O crack já causa transtornos na maior parte do Brasil. Das 4.400 cidades que responderam a uma pesquisa divulgada no início de novembro pela Confederação Nacional de Municípios, 63,7% afirmaram enfrentar problemas de saúde por causa da droga. No setor de segurança, a preocupação com o crack e outras drogas afeta 58,5% dos municípios, e na área de assistência social, o índice chega a 44,6%.

 Esse grave problema de saúde pública causada pelas drogas ilícitas, especialmente o crack, vem provocando o sofrimento não apenas nos familiares dos dependentes da droga, mas tem reflexos negativos por toda a sociedade. As cracolândias espalham suas teias nefastas dos grandes centros urbanos até os mais longínquos rincões do país.

 Por isso, o combate a esse mal não pode ficar restrito ao trabalho das três esferas do governo (federal, estadual e municipal), do Legislativo, do Judiciário ou das Polícias.
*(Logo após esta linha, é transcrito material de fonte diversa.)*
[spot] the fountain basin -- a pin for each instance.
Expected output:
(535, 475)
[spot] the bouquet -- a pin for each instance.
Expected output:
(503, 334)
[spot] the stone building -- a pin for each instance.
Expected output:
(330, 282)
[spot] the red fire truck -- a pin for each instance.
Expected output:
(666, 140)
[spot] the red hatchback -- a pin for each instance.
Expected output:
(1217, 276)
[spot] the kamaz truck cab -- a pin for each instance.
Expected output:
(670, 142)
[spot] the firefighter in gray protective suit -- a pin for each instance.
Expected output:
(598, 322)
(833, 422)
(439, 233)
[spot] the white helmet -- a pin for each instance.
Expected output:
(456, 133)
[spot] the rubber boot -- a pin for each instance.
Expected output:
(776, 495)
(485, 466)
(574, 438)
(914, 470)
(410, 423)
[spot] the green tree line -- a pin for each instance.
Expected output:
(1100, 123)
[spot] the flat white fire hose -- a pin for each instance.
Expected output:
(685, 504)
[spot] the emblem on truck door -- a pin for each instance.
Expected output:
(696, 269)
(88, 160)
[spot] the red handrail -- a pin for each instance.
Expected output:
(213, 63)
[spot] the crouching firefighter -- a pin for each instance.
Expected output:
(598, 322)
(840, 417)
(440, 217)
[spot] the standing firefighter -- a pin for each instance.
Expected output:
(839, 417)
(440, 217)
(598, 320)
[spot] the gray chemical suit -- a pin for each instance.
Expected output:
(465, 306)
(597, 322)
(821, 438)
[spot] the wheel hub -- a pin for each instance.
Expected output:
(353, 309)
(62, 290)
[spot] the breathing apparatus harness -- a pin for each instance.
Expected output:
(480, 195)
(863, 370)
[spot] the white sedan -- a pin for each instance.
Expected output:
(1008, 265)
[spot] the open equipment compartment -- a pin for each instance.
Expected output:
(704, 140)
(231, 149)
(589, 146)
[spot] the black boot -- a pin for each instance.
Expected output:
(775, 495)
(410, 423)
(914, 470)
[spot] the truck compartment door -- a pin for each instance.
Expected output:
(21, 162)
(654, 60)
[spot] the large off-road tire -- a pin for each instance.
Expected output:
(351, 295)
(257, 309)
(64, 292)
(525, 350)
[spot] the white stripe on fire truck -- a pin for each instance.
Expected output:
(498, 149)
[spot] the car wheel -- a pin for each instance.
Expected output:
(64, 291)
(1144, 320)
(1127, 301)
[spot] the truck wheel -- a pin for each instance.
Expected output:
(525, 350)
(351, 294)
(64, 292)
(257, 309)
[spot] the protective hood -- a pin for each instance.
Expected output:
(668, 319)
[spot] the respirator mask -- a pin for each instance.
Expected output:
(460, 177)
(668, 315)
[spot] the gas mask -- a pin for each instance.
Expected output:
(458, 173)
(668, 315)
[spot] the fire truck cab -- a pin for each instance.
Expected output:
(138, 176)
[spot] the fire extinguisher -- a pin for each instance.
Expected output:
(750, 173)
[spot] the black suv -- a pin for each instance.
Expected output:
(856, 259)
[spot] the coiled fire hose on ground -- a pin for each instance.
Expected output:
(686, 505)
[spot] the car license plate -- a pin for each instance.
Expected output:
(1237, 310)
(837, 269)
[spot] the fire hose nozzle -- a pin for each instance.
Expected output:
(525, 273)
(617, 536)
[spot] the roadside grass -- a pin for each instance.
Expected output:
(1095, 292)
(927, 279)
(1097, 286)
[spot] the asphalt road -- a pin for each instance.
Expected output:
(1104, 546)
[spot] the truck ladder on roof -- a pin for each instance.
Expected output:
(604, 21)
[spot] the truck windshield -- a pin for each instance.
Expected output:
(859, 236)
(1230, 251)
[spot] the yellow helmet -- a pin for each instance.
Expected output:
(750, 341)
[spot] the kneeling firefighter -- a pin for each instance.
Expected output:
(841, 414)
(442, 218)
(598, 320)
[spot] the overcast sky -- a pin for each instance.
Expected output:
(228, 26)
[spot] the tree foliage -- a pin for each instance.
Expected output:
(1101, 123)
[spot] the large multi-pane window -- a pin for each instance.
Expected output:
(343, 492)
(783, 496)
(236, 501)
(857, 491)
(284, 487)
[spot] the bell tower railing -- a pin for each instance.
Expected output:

É fundamental envolver a participação da sociedade, das organizações, das famílias, das igrejas, dos jovens, dos voluntários de todos os matizes.

  Nessa guerra há algumas graves barreiras que impedem um combate mais eficaz, como a falta de leitos para tratamento de dependentes. Segundo um estudo realizado recentemente pela Frente Parlamentar de Enfrentamento ao Crack, da Assembleia Legislativa paulista, 79% das cidades paulistas não têm leitos em hospitais do SUS para dependentes químicos. A situação torna-se ainda mais dramática ao considerarmos que, para quase 650 municípios em todo o Estado, existem apenas 400 leitos para tal fim.

 Na cidade de São Paulo, o tradicional entrave da Cracolândia vem assumindo novas formas, com a dispersão dos usuários e sua expansão para diversos pontos da cidade, o que aumenta a dificuldade de mapeamento e identificação dos problemas e rotinas adotadas por usuários e traficantes.

 Outro obstáculo para a resolução do problema é o fato de os traficantes andarem com pequenas quantias de drogas, para que não possam ser enquadrados pela polícia no crime de tráfico de entorpecentes, mas apenas como usuários.

 Os médicos apontam os perigosos caminhos a que essa substância pode levar. Simultaneamente a uma sensação de euforia e alegria, o crack expõe o usuário a sérios riscos, como de sofrer infarto, derrame, complicações respiratórias, problemas mentais e digestivos.

 Mas apesar de difícil, o vício pode ser vencido, reunindo o trabalho de psiquiatras, psicólogos, magistrados, advogados, promotores e defensores públicos em prol da recuperação dos dependentes.

 Precisamos dar um basta nessa epidemia o mais rapidamente possível. Mas isso vai depender de um movimento de conscientização e de comprometimento da sociedade. Só com a participação de todos e a compreensão da gravidade do problema conseguiremos atingir o objetivo.

 Elo que faltava na cadeia de combate ao crack, o governo federal está prestes a lançar o plano de prevenção ao uso de drogas, tratamento de dependentes e combate ao tráfico de entorpecentes. O projeto prevê a expansão do atendimento a usuários de crack e outras drogas, disponibilizando mais de 6.100 leitos distribuídos pela rede pública de saúde e em comunidades terapêuticas. Também estão previstos investimentos em programas de reinserção social e a implementação do novo Sistema Nacional de Estatística de Segurança Pública e Justiça Criminal (Sinesp).

 Diante da propagação do uso dessa droga tão devastadora e de uma guerra que se avizinha longa, temos que unir forças contra esse mal devastador e resgatar milhares de vidas, especialmente de crianças e jovens, para que voltem a ter um convívio digno e produtivo no seio da sociedade.

 Luiz Flávio Borges D’Urso, advogado criminalista, mestre e doutor em Direito Penal pela USP, professor Honoris Causa da FMU, é presidente da OAB SP.